Let’s start with setting up whatever approved AI your developers have access to with security by default. Let’s connect a RAG server (Retrieval-Augmented Generation) with secure code examples, or anything else you can give it to so that it has better code to reference. I realize a lot of people don’t have something to work with for this, but I swear I will get to this at some point!

Up next, let’s set up a list of prompts that the AI should apply every single time (add it to the memory), so that it auto-reviews the code it generates and cleans it up. I suggest you turn your secure coding guideline into prompts. If you don’t have a guideline, you can use mine.

Secure Defaults

If you can find a technical way (each IDE – integrated development environment – and AI assistant is different) to add a prompt to the user to review risky code before accepting suggestions that would be a great nudge (which is a well-known type of behavioral economic intervention). For example, “This line modifies auth logic. Review carefully.”

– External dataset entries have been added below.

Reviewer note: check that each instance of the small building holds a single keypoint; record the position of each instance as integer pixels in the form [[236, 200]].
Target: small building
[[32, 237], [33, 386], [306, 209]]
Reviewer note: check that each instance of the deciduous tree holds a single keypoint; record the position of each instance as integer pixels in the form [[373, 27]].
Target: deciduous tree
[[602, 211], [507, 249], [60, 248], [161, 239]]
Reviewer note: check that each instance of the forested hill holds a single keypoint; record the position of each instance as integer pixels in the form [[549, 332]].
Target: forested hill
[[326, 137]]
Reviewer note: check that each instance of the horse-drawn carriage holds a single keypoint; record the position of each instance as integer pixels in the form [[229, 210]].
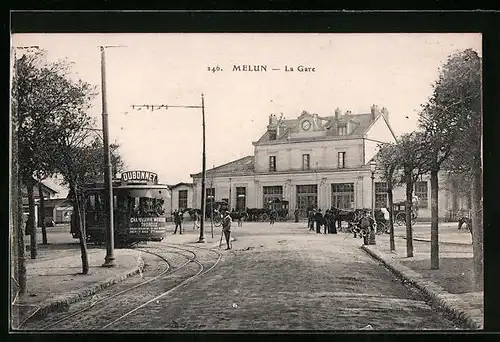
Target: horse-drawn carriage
[[262, 214], [399, 213]]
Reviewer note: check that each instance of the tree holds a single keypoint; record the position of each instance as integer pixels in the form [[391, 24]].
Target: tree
[[410, 155], [387, 159], [457, 99], [41, 96], [443, 124]]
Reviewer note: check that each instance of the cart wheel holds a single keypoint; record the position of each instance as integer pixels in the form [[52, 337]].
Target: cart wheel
[[400, 219], [381, 228]]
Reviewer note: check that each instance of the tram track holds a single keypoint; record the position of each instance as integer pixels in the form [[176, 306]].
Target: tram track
[[200, 273], [117, 306]]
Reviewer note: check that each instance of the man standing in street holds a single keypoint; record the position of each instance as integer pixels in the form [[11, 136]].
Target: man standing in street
[[178, 221], [226, 227], [318, 218]]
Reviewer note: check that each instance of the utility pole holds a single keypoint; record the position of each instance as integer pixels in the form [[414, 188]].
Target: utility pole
[[109, 260], [212, 202], [203, 162], [17, 246]]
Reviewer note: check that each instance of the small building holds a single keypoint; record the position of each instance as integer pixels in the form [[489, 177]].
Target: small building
[[181, 196]]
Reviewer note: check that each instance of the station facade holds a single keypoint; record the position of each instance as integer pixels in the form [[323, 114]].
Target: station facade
[[311, 161]]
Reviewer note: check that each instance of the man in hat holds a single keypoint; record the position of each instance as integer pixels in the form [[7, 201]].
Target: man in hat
[[178, 221], [226, 227]]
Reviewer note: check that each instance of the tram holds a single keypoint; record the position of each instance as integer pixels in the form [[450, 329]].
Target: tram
[[138, 209]]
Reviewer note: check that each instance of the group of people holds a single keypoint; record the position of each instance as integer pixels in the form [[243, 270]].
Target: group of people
[[316, 219]]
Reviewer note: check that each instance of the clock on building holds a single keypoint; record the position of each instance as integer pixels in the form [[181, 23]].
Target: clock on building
[[306, 125]]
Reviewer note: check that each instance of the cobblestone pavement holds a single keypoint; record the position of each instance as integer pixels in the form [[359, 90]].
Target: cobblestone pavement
[[285, 277], [453, 282]]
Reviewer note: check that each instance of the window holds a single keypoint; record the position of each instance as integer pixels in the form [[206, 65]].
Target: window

If you can add a check list for code review as part of your pull request process, that would also be helpful. If you can have it also force an additional reviewer if you’ve changed or added complex security controls, that would be a nice point of friction to ensure we give it more attention.

Let’s Talk Friction

If we add a pause or some other sort of ‘friction’ to make someone think a bit more while making important decisions, we get better results. It’s like adding a barrier to entry, it’s not huge, but it’s enough to make someone stop and think. For friction, what about… Requiring a short, written explanation of what the AI-generated code does before we merge it? If we can’t explain it, perhaps we shouldn’t commit it. I’d love to hear of other ideas for friction or important places to pause.

Conclusion

Vibe coding is not ‘bad’ per se but giving over all our decision making to powerful tools we do not understand certainly is. Let’s design systems to help us avoid falling into this obvious trap.